SPECjbb2005

SPECjbb2005 from SPEC (Standard Performance Evaluation Corporation) evaluates the performance of server side Java by emulating a three-tier client/server system with emphasis on the middle tier. Instead of testing with a possible disk intensive database system, SPECjbb uses tables of objects, implemented by Java Collections, rather than a separate database. The SPECjbb score thus depends on:
  • The JVM (Java Virtual Machine) and the way the JVM is tuned
  • CPU processing power
  • Caching and memory speed
  • Multiprocessing configuration (Scalability)
The latest version SPECjbb2005 is much more memory intensive and uses XML processing among other changes. From spec.org:
"SPECjbb2005 is a follow-on release to SPECjbb2000, which was inspired by the TPC-C benchmark and loosely follows the TPC-C specification for its schema, input generation, and transaction profile. SPECjbb2005 runs in a single JVM in which threads represent terminals, where each thread independently generates random input before calling transaction specific logic. There is neither network nor disk IO in SPECjbb2005."
SPECjbb starts up to two threads per core. For example, with Hyper-Threading enabled on our eight core/quad CPU Xeon MP 7030M system, 32 threads were started on the 16 logical CPUs. Each thread is a warehouse. Again from SPEC.org:
"A warehouse is a unit of stored data. It contains roughly 25MB of data stored in many objects in several Collections (HashMaps, TreeMaps). A thread represents an active user posting transaction requests within a warehouse. There is a one-to-one mapping between warehouses and threads, plus a few threads for SPECjbb2005 main and various JVM functions. As the number of warehouses increases during the full benchmark run, so does the number of threads. A "point" represents the throughput during the measurement interval at a given number of warehouses. A full benchmark run consists of a sequence of measurement points with an increasing number of warehouses (and thus an increasing number of threads)"
First we tested with some decent but rather generic tuning that we could use on all systems. The JVM was Sun's, version 1.5.0_08.
java -classpath jbb.jar:check.jar -Xms3072m -Xmx3072m -Xmn1024m -Xss128k -XX:+AggressiveOpts -XX:+UseParallelOldGC -XX:+UseParallelGC spec.jbb.JBBmain -propfile SPECjbb.props

Our first test is done with only one instance, and you might recall from our Xeon MP coverage that this is a setup that the Opteron does not like. Let us focus mostly on the Intel results. Interestingly, the "Core based" Xeon 5345 cannot outperform the "Pentium 4 based" Xeon MP 7130. The higher clock speed of the Xeon MP (3.2GHz) helps of course, but it is still a surprise, especially considering that the cache system of the Xeon 5345 is quite competitive (4MB low latency L2 per two cores) compared to the Xeon MP (1MB L2 per core, a high latency 8MB L3 per two cores). Clovertown has also the better memory subsystem, especially if you compare the memory latency (120 versus 195 ns).
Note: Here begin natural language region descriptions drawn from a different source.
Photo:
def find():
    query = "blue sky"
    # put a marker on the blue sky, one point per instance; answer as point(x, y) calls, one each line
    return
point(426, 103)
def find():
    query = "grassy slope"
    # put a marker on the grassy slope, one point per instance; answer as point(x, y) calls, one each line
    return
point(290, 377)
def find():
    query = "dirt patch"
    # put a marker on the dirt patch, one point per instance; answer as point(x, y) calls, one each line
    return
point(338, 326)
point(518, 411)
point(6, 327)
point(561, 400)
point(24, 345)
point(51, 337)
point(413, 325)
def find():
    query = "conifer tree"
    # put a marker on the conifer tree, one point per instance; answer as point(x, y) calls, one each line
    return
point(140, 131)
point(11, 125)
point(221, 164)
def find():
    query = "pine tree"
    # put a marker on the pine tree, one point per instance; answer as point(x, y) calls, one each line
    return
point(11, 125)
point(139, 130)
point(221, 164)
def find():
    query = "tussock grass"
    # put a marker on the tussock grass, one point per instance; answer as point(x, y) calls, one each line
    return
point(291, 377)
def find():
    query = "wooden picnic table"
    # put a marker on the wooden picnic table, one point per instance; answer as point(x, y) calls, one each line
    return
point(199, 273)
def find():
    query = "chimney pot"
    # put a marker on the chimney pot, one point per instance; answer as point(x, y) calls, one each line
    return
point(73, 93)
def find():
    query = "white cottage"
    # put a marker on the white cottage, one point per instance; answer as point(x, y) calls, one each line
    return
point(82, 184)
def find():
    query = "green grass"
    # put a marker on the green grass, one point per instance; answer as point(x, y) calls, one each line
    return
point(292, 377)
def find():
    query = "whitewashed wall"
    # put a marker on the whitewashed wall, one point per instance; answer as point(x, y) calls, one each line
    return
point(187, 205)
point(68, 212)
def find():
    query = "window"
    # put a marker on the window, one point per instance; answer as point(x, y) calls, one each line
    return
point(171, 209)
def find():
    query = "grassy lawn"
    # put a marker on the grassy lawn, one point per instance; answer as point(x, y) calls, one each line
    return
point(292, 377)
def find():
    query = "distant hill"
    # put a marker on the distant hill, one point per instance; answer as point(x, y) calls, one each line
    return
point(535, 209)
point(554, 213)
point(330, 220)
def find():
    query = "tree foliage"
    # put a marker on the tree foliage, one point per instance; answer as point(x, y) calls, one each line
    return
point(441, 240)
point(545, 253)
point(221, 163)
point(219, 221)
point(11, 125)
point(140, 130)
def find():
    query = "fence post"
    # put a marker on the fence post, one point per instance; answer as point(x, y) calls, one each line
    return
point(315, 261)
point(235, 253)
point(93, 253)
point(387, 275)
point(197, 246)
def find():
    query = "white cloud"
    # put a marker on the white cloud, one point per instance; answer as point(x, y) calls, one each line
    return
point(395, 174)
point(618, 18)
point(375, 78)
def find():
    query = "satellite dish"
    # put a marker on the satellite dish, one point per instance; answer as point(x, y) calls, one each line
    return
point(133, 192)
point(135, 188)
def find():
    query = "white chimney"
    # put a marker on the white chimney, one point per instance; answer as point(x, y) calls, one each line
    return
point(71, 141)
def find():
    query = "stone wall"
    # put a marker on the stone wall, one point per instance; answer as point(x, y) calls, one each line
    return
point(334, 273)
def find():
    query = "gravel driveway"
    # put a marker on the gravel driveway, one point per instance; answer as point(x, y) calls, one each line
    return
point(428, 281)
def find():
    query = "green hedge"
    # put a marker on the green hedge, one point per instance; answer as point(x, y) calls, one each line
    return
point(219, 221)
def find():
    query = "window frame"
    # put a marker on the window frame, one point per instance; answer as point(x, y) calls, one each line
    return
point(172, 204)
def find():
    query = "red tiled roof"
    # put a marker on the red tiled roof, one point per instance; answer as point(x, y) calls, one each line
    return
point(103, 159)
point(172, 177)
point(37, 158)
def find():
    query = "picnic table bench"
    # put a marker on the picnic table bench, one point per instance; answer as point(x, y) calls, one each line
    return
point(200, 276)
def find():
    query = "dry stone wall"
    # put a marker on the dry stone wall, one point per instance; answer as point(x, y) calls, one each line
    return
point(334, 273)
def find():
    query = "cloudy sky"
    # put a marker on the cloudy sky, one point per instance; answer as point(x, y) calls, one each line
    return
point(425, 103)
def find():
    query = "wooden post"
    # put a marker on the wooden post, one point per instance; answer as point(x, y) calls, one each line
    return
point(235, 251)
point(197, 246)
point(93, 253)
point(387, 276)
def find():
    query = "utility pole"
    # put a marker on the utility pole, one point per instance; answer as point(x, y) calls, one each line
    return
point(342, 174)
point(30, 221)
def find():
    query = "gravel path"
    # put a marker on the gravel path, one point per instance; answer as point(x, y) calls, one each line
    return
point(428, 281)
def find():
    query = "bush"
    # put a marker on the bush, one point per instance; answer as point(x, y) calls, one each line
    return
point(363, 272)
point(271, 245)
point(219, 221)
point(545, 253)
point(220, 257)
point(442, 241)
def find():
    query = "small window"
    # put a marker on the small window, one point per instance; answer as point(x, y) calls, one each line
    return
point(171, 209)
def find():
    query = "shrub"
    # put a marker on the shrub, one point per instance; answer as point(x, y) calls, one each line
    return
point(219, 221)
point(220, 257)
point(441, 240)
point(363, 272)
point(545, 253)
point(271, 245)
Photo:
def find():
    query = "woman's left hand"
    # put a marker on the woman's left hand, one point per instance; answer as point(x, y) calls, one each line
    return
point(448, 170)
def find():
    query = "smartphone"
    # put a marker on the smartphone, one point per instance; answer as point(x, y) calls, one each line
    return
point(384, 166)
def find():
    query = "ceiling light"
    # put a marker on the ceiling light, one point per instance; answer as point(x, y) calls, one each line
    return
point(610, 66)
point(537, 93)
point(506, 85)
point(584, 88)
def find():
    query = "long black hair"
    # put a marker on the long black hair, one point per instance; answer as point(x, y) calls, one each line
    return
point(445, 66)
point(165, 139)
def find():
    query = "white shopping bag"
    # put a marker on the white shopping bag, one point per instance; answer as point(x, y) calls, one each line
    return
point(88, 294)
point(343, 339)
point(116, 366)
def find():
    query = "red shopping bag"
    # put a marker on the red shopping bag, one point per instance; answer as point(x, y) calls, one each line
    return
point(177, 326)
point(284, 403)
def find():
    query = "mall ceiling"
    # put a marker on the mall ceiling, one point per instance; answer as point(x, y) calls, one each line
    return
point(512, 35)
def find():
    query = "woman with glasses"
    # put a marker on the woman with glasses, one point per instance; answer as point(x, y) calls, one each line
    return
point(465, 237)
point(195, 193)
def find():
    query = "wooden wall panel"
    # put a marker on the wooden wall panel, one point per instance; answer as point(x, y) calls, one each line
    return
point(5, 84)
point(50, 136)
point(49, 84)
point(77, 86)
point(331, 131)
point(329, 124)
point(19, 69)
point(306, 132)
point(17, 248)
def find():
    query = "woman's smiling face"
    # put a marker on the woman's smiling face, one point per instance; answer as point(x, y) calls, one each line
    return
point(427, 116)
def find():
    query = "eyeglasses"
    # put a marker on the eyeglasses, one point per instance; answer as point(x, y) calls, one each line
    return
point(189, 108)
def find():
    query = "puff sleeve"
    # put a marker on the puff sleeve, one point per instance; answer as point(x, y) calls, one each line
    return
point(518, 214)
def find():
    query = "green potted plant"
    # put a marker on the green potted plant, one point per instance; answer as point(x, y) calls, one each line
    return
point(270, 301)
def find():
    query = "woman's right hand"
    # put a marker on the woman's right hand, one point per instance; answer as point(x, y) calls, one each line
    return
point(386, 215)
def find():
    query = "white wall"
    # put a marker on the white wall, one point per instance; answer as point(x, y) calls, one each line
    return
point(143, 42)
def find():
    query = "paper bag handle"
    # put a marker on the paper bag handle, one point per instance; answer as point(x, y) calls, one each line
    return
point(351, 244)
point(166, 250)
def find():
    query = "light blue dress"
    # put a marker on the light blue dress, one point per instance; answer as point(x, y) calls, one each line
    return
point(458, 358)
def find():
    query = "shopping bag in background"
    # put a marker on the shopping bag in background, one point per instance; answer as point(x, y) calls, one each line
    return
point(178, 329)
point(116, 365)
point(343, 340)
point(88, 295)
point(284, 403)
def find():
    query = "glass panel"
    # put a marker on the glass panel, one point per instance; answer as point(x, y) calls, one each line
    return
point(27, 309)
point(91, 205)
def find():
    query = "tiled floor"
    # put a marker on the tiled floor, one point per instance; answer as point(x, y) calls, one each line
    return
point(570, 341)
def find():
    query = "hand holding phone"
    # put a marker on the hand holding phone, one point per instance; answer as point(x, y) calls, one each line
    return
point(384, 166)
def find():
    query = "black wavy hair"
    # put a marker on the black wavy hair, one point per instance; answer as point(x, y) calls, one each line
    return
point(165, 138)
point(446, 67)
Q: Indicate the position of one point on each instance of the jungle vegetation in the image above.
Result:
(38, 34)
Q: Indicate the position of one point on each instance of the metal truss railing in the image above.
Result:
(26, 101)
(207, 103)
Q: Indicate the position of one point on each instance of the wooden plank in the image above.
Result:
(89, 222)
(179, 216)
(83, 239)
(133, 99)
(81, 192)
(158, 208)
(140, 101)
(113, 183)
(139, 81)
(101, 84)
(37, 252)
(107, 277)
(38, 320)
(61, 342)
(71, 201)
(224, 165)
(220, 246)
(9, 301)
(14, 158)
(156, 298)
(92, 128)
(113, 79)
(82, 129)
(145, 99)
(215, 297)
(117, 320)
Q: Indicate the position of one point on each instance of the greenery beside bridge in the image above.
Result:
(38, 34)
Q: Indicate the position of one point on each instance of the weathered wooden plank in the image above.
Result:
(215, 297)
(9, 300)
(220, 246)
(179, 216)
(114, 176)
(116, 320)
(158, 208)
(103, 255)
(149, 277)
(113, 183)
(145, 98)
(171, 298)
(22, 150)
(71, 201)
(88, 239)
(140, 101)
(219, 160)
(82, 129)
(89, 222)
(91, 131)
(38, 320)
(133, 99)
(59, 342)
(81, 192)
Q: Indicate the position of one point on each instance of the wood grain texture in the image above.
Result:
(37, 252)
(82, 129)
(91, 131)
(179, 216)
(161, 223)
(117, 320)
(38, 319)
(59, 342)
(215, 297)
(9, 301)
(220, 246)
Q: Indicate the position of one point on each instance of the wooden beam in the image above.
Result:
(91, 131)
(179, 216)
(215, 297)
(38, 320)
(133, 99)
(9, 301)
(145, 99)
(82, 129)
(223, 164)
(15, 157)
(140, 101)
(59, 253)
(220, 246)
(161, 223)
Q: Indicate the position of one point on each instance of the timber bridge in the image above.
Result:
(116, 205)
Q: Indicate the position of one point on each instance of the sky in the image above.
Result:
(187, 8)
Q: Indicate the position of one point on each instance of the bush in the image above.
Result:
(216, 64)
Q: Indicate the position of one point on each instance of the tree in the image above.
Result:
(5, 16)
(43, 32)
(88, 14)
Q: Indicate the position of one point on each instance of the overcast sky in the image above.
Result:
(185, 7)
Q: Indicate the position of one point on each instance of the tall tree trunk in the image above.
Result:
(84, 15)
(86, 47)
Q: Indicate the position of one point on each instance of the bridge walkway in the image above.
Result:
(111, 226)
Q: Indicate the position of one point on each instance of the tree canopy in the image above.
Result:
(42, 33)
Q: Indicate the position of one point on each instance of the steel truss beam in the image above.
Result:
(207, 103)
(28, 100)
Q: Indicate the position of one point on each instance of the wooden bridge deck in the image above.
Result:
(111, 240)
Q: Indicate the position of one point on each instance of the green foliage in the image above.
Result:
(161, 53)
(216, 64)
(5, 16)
Next, we also tested SPECjbb with four application instances. Using NUMActl, a clever utility written by Andi Kleen, we were able to bind each Java application to one CPU node on the HP DL585. We didn't bind instances to CPUs on the Intel platforms (it is possible with taskset) as it gives worse performance.

On the Opteron we used:
numactl -cpubind=(1-4) -membind=(1-4) java -classpath jbb.jar:check.jar -Xms3072m -Xmx3072m -Xmn1024m -Xss128k -XX:+AggressiveOpts -XX:+UseParallelOldGC -XX:+UseParallelGC spec.jbb.JBBmain -propfile SPECjbb.props -id (1-4)
On the Xeons we used:
java -classpath jbb.jar:check.jar -Xms3072m -Xmx3072m -Xmn1024m -Xss128k -XX:+AggressiveOpts -XX:+UseParallelOldGC -XX:+UseParallelGC spec.jbb.JBBmain -propfile SPECjbb.props -id (1 to 4)

As we have noticed before, the Xeons do not benefit from using more instances, while Opteron performance is boosted significantly. That is quite good news for AMD, as testing with multiple instances is more realistic according to most java people we talked to. The four dual core 2.4GHz Opterons outperform the 2.33GHz Xeon E5345 by a small margin. This really deserves more attention, as normally the core based CPUs are capable of outperforming similarly clocked Opterons by a 20% margin and more. We decided to check out the scaling of the different CPUs by testing with four and eight cores. We also tested the Opteron 880 with DDR-400. Unfortunately, we were not able to test with more than 8GB, so we could only test with two CPUs. The blue numbers are extrapolated numbers. The 2.8GHz Opteron numbers were based on the performance scaling we saw from 2.2GHz Opteron to a 2.4GHz Opteron.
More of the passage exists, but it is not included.